How are the Different Self-Referent Memory Bias Task Outcome Measures Related to Depression Symptom Severity?
As is evident from Table 3, all outcome measures from the endorsement phase and the negative self-referent memory bias indices were significantly associated with depression symptom severity. Because depression status was included as covariate in these regression models, the associations existed independent of current depression status.
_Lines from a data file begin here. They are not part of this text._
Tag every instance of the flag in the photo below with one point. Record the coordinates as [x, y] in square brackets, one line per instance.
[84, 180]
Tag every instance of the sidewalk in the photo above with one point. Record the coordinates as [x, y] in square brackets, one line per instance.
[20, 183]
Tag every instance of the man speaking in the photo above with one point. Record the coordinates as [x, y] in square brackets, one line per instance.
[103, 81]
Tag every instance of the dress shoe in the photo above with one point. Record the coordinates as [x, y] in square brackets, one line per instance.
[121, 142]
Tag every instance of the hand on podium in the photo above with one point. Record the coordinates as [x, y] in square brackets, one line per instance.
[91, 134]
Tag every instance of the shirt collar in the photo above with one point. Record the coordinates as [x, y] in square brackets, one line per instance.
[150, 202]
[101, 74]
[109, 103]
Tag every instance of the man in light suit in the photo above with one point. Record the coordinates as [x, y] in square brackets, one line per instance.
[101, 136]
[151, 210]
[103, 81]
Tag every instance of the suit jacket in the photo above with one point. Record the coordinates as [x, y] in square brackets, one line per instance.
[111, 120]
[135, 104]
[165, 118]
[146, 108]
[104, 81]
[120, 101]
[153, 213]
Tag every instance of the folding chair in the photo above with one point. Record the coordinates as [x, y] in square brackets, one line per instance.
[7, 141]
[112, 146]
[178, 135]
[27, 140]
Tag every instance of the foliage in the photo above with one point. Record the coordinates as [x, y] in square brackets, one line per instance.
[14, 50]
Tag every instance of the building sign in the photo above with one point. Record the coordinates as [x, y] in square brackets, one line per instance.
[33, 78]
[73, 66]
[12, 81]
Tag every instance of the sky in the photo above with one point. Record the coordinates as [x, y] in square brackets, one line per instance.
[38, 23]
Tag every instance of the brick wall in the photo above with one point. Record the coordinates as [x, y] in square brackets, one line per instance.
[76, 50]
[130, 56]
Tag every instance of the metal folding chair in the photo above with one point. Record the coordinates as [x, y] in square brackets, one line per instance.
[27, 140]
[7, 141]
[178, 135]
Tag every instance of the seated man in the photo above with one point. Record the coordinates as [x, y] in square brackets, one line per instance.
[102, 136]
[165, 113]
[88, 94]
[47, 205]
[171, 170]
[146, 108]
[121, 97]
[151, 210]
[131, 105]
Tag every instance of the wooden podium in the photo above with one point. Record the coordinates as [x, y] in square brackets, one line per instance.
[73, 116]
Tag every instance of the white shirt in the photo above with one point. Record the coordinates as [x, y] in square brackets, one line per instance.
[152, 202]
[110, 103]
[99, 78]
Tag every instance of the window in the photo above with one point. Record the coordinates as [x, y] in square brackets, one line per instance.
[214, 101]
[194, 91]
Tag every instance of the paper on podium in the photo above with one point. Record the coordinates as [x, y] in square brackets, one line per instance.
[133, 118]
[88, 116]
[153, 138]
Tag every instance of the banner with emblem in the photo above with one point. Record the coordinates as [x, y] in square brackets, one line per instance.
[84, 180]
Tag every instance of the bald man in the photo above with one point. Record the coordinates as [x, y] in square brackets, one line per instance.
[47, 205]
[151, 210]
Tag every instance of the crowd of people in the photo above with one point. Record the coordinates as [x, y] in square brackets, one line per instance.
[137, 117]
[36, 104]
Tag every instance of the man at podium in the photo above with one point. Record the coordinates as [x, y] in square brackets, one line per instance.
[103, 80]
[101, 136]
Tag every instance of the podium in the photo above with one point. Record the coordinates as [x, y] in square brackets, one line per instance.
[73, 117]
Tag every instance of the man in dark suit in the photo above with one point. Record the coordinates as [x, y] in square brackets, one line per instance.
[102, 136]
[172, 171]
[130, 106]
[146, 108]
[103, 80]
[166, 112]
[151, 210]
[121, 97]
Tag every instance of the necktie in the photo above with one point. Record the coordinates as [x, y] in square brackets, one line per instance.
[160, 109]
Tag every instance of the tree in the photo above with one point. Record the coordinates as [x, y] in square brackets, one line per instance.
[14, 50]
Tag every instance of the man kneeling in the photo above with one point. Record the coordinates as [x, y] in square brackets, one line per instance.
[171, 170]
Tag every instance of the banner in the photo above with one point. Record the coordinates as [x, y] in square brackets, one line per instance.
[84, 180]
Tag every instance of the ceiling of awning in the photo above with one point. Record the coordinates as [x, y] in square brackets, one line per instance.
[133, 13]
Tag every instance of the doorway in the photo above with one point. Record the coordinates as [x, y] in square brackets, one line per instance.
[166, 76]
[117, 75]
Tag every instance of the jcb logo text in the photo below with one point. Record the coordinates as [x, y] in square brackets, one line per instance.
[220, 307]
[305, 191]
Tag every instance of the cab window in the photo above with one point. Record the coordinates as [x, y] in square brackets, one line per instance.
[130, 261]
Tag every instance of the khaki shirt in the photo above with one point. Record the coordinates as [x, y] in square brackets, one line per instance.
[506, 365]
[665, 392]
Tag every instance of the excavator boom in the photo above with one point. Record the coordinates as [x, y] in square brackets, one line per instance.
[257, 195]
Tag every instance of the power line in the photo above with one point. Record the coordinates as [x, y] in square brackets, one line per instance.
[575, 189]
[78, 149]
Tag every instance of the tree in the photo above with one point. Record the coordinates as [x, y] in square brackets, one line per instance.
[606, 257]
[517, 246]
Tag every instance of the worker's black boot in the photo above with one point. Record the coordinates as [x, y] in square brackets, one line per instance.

Interestingly, we showed before that the number of negative endorsed words most strongly differentiated the three diagnostic groups, whereas most variance in depression symptom severity was explained by the number of positive endorsed words. From the recall phase, both the number of positive recalled words and the negative recall score were significantly associated with depression symptom severity, while the number of negative recalled words was not.
How Do the Different DDM Parameters Relate to Depression Symptom Severity?
The positive and negative drift rate and the positive relative starting point (zrpositive) were significantly associated with depression symptom severity, independent of depression status. The positive drift rate explained most variance (R2 = 0.296), which is in line with the results in Sect. 3.2. It also matches the finding of Dainer-Best and colleagues (2018) who showed in three large, healthy samples that from all DDM parameters, drift rate was most robustly associated with depression symptoms.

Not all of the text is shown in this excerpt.